Wow! Sounds like a lot of bizarro-world gibberish, right? But if we break it down and translate it a bit at a time, we can actually distill some sense from it.
First, we have to remember that in Securityspeak, “democracy” doesn’t mean what it does in English. You probably think of democracy as meaningful control by ordinary people of the decisions that affect their daily lives. The false cognate Securityspeak term “democracy” sounds the same but can cause great confusion. It actually refers to a society in which the system of power is disguised by the existence of periodic electoral rituals in which the public chooses between a number of candidates, all selected from the same ruling class. These candidates may argue a lot, but it’s all about the 20% or so of secondary issues on which the different factions of the ruling class are divided among themselves. The 80% of primary issues, on which the ruling class agrees — issues that define the basic structure of power — never comes up for debate.
When the structure of power itself comes up for debate — when people start talking about, say, the concentrated ownership of land, or export-oriented development policy — it’s a sign that “democracy” is in danger of being replaced by “radical populism.” That’s a matter for the CIA or Marines to deal with. The whole point of Securityspeak’s version of “democracy” is to safeguard the fundamental structure of power by distracting the population with the illusion of choice.
It’s also important to keep in mind that in Securityspeak, the label “state sponsor of terrorism” — by definition — cannot include the United States. That’s because actions by the Sole Superpower and Hegemon to promote “democracy” cannot — by definition — be terroristic. Actions to promote “radical populism,” on the other hand, can.

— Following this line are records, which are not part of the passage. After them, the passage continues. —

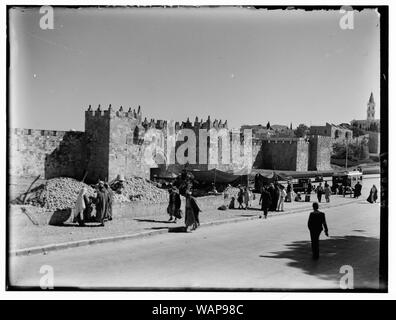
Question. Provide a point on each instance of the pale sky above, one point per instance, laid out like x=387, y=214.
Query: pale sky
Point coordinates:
x=244, y=65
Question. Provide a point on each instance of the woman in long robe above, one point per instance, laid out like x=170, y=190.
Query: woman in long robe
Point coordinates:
x=174, y=205
x=372, y=198
x=192, y=212
x=101, y=204
x=82, y=204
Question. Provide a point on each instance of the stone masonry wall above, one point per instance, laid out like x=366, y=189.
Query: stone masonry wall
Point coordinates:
x=97, y=128
x=47, y=153
x=320, y=148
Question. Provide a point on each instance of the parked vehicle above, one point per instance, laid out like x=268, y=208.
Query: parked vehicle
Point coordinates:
x=319, y=178
x=301, y=185
x=347, y=180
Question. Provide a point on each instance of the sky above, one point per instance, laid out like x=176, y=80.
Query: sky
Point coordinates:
x=243, y=65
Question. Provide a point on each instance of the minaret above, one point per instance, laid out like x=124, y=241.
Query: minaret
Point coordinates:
x=371, y=108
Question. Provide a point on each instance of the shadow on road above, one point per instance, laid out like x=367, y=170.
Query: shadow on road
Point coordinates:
x=170, y=229
x=152, y=220
x=359, y=252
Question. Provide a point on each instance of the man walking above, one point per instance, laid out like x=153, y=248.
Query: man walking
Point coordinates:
x=265, y=201
x=316, y=223
x=319, y=192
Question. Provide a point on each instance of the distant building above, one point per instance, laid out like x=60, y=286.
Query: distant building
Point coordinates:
x=338, y=133
x=370, y=124
x=370, y=127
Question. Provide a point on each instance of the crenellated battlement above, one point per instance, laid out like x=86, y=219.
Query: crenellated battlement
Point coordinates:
x=111, y=112
x=40, y=132
x=284, y=140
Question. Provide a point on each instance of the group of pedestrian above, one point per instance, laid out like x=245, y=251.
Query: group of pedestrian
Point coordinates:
x=272, y=198
x=103, y=202
x=244, y=197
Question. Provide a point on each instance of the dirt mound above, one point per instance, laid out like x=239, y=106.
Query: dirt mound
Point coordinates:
x=139, y=189
x=57, y=193
x=61, y=193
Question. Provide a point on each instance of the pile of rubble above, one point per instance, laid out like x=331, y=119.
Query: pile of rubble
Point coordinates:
x=139, y=189
x=57, y=193
x=61, y=193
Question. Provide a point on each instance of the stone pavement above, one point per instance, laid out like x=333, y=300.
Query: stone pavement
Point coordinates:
x=24, y=234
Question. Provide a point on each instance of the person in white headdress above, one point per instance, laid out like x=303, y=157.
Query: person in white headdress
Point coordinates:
x=80, y=206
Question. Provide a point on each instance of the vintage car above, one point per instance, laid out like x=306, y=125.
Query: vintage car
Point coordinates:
x=347, y=180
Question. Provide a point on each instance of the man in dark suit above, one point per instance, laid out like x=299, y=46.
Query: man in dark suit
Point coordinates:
x=316, y=223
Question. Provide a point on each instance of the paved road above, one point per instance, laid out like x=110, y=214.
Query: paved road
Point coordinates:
x=258, y=254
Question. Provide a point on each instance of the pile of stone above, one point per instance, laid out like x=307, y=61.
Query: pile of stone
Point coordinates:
x=61, y=193
x=57, y=194
x=139, y=189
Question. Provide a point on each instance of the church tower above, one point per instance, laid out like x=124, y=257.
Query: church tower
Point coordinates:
x=371, y=108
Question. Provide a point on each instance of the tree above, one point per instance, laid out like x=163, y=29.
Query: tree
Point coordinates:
x=301, y=131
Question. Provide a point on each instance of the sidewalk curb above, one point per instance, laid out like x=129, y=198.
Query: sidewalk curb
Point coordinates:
x=81, y=243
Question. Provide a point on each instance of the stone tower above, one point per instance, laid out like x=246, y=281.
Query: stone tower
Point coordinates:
x=371, y=108
x=114, y=144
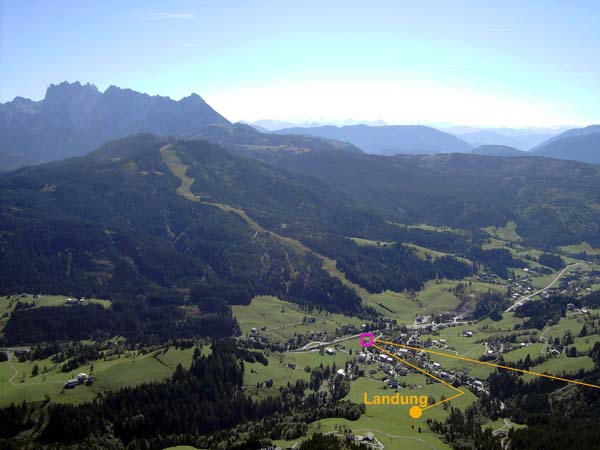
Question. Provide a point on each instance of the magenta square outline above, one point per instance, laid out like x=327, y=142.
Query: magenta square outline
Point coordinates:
x=370, y=342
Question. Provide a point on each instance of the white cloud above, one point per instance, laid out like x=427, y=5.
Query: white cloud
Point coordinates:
x=400, y=102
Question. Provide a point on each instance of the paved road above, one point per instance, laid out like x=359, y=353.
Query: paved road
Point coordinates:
x=526, y=298
x=314, y=345
x=13, y=368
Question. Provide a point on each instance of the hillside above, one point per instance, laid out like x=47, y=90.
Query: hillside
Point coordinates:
x=577, y=147
x=520, y=138
x=389, y=139
x=144, y=213
x=570, y=133
x=243, y=138
x=73, y=119
x=497, y=150
x=551, y=201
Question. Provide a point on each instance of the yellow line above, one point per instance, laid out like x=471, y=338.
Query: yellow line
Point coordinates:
x=444, y=401
x=423, y=371
x=462, y=358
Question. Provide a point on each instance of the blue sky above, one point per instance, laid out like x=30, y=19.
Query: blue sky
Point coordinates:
x=484, y=63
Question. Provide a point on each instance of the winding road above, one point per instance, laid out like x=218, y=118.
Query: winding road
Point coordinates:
x=527, y=298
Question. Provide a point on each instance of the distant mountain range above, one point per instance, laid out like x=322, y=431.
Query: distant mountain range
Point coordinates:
x=582, y=144
x=522, y=139
x=390, y=139
x=73, y=119
x=498, y=150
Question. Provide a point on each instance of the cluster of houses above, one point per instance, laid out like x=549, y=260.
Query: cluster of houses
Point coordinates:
x=82, y=378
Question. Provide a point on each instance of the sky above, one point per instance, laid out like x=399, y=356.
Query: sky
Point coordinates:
x=479, y=63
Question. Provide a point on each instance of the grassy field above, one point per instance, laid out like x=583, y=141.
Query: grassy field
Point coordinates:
x=505, y=233
x=583, y=247
x=284, y=320
x=128, y=370
x=391, y=424
x=8, y=303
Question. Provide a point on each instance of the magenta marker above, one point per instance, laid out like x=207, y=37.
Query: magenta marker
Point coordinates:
x=367, y=339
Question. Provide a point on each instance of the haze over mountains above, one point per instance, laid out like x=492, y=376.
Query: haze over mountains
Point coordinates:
x=389, y=140
x=73, y=119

As in Newspeak, actions that are considered laudable when practiced by one side are reprehensible when practiced by the other. Take, for example, the Nicaraguan action of occupying Costa Rican territory in defiance of an OAS resolution. That same action — defying an OAS resolution — was entirely commendable when practiced by the U.S. (i.e., the mining of Managua harbor as a means of combating “radical populists” 30 years ago).
Consider labeling the Iran-Venezuela alliance the “biggest threat to hemispheric stability since the Cold War.” You’re probably thinking he put that qualifier in there so U.S. actions during the Cold War wouldn’t count. After all the U.S. overthrew Guatemala’s democratic government in 1954, installing a military regime that terrorized the country for decades. It backed Central American death squads that killed hundreds of thousands of people and (starting with the overthrow of Brazil’s government in the 1960s and proceeding with Kissinger’s Operation Condor in the 1970s) put military dictators in power in most of South America.
But those things wouldn’t count anyway. When the United States overthrows government after government, with domino chains of military coups putting pro-U.S. dictatorships in power throughout most of the hemisphere, that’s protecting stability, not threatening it. It’s all for the sake of defeating that “radical populism,” which is by definition a threat to stability.
And in Securityspeak, saying a Venezuela-Iran military alliance is a “threat” doesn’t mean they might attack the U.S. and invade its territory. It means they might be able to fight back when the U.S. attacks them — that the U.S. might not be able to defeat them and put a stop to the threat of “radical populism.” In other words, they might get away with taking land away from oligarchs and patrons and distributing it to the people who actually work it, and their economies might start serving the interests of the people who live there instead of Norteamericano corporations. And that would be bad.
Similarly, “national security” refers not, as you might expect in English, to the security of the American people. It refers to the security of the American state and the coalition of class interests that controls it. Economic populism is indeed a threat to “national security” in this sense. American economic elites are the heart of one of the opposing sides in the age-old conflict between those who own the world and those whose blood and sweat enrich those who own the world. When a functionary of the American state like Daremblum refers to a “threat to national security,” he means a threat to the ability of the hemisphere’s owning classes to extract wealth from the blood and sweat of the rest of us.
There — that wasn’t so hard, was it?